The team found that only 20 genes with 24 variants proved to be "reliable indicators" of facial shapes — and by using 3D printing, human heads with resemblance to the volunteers were created based on their DNA. In future, if there is DNA at a crime scene, it is possible that suspects faces can be printed from it, and witness reports may be less of a factor in proving a crime.
3D printed clothing
The N12 bikini is the first ready-to-wear garment produced purely through 3D printing technology. Designed by Continuum fashion, in cooperation with the Shapeways 3D Printing online printing store, the N-12 is composed of tiny nylon disks that hook together. Each component — including the strap, cups, and halter — are printed and sold separately, amounting to roughly $300 to own one for yourself once you snap each part together.

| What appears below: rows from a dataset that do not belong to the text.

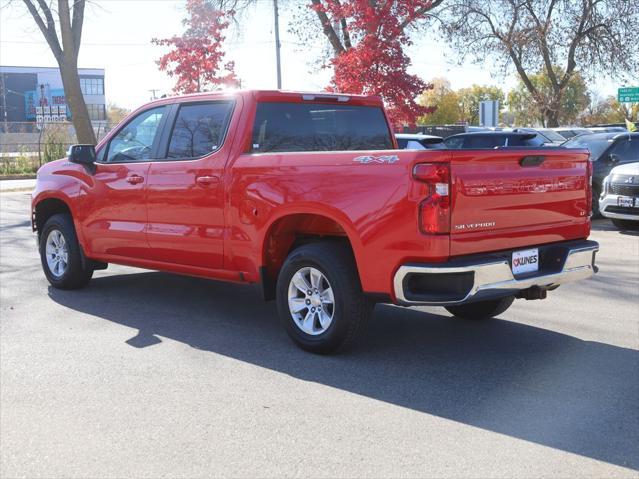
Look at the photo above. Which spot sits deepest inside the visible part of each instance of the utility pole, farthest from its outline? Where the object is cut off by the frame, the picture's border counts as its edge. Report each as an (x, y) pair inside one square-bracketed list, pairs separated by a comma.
[(277, 45)]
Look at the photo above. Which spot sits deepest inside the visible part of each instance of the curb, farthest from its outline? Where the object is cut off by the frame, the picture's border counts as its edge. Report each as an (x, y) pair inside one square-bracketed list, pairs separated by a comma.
[(17, 177), (16, 190)]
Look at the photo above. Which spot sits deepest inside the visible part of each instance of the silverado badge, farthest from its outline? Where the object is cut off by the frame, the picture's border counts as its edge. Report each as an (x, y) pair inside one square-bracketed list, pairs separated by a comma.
[(390, 159)]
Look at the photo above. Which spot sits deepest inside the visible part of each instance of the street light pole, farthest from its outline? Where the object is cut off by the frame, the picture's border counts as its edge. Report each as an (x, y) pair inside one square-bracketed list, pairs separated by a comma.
[(277, 45)]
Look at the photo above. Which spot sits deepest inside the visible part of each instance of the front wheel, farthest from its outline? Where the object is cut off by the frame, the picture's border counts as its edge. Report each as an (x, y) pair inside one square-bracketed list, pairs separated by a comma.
[(320, 299), (481, 309), (60, 254)]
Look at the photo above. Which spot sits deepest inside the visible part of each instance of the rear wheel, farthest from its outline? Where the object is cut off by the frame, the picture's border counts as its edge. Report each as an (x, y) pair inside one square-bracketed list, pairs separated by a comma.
[(481, 309), (60, 254), (626, 224), (320, 299)]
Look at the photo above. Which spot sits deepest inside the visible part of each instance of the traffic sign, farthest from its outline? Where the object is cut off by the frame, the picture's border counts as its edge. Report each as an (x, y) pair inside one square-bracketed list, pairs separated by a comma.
[(628, 94)]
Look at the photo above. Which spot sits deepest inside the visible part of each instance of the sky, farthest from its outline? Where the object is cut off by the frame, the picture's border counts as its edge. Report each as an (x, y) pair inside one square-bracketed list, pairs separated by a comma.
[(117, 37)]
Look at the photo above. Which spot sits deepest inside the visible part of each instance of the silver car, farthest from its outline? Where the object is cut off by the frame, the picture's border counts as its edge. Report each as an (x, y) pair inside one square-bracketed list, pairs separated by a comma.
[(619, 199)]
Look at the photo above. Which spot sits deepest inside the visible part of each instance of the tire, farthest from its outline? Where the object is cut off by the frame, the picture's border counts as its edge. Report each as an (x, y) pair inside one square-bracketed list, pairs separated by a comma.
[(330, 327), (481, 309), (58, 234), (595, 202), (626, 224)]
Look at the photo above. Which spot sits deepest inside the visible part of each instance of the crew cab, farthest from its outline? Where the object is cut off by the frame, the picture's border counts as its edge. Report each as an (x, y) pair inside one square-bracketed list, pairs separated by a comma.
[(308, 195)]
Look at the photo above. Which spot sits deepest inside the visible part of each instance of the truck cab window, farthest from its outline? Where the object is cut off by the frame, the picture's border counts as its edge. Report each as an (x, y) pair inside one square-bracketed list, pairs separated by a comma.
[(134, 141), (199, 129)]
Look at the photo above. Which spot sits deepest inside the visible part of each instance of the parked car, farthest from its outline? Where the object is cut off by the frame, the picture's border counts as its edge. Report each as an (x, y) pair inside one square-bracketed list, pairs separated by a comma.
[(620, 196), (607, 150), (569, 132), (414, 141), (307, 195), (494, 139), (551, 136), (607, 129)]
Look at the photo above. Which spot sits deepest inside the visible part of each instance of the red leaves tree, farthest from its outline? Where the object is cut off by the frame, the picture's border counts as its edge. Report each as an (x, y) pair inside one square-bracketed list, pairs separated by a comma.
[(368, 38), (196, 58)]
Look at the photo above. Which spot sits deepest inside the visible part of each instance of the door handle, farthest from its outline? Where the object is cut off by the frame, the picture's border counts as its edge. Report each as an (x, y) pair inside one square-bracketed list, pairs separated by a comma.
[(135, 179), (207, 180)]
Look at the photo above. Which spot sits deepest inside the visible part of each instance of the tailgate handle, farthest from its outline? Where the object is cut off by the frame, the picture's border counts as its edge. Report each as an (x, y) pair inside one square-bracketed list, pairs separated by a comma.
[(532, 160)]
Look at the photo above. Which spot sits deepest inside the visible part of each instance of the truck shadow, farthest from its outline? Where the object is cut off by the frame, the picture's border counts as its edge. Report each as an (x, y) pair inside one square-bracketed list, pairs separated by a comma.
[(526, 382)]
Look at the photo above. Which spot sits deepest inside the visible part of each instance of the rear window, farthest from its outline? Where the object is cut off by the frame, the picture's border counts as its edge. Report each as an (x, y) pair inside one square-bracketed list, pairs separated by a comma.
[(525, 141), (282, 127), (596, 146), (484, 141)]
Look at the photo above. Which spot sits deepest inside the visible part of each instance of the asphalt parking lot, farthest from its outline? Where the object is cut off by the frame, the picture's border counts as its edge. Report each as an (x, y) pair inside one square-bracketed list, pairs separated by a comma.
[(146, 374)]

Make your own musical instruments
3D printing can supply us with medical devices, guns, and vehicle parts, but it can also include the musical realm. Two examples: One, the Dreaming Pipes project on Kickstarter, wants to allow 3D printing enthusiasts to create their own set of bagpipes at home. Considering the cost of traditional models, such a scheme could bring more pipe players into the fold. Secondly, the ATOM 3D printed guitar is on sale. Inspired by Les Paul, the bodies are fully printed from nylon, and each feature a wooden inner core. The guitars are dyed to order, and each one will cost you $3,500.
A food 3D printer
Natural Machines has launched the “Foodini 3D food printer” via a Kickstarter campaign. The Foodini Printer comes with empty capsules, which the user fills with whatever foods they wish. By using the printer's touchscreen display, you choose the shape and settings you want in order to create your dish. There are also pre-programmed recipes for dishes, including pumpkin gnocchi, pizza, burgers and cookies. The point of the invention is to remove the hassle of cooking, but encourage you to use fresh food rather than sticking to pre-packaged food.
3D printed meats
The future production of food is likely to be a problem as the human population expands and so do our meat requirements. Scientists are trying to create test-tube burger meat in labs to prepare for the potential crisis, and the Thiel Foundation has awarded Modern Meadow funds to try and create bio-printed meat to satisfy the human need for protein. Modern Meadow wants to use 3D printing to create synthetic meat in a less resource-hungry manner.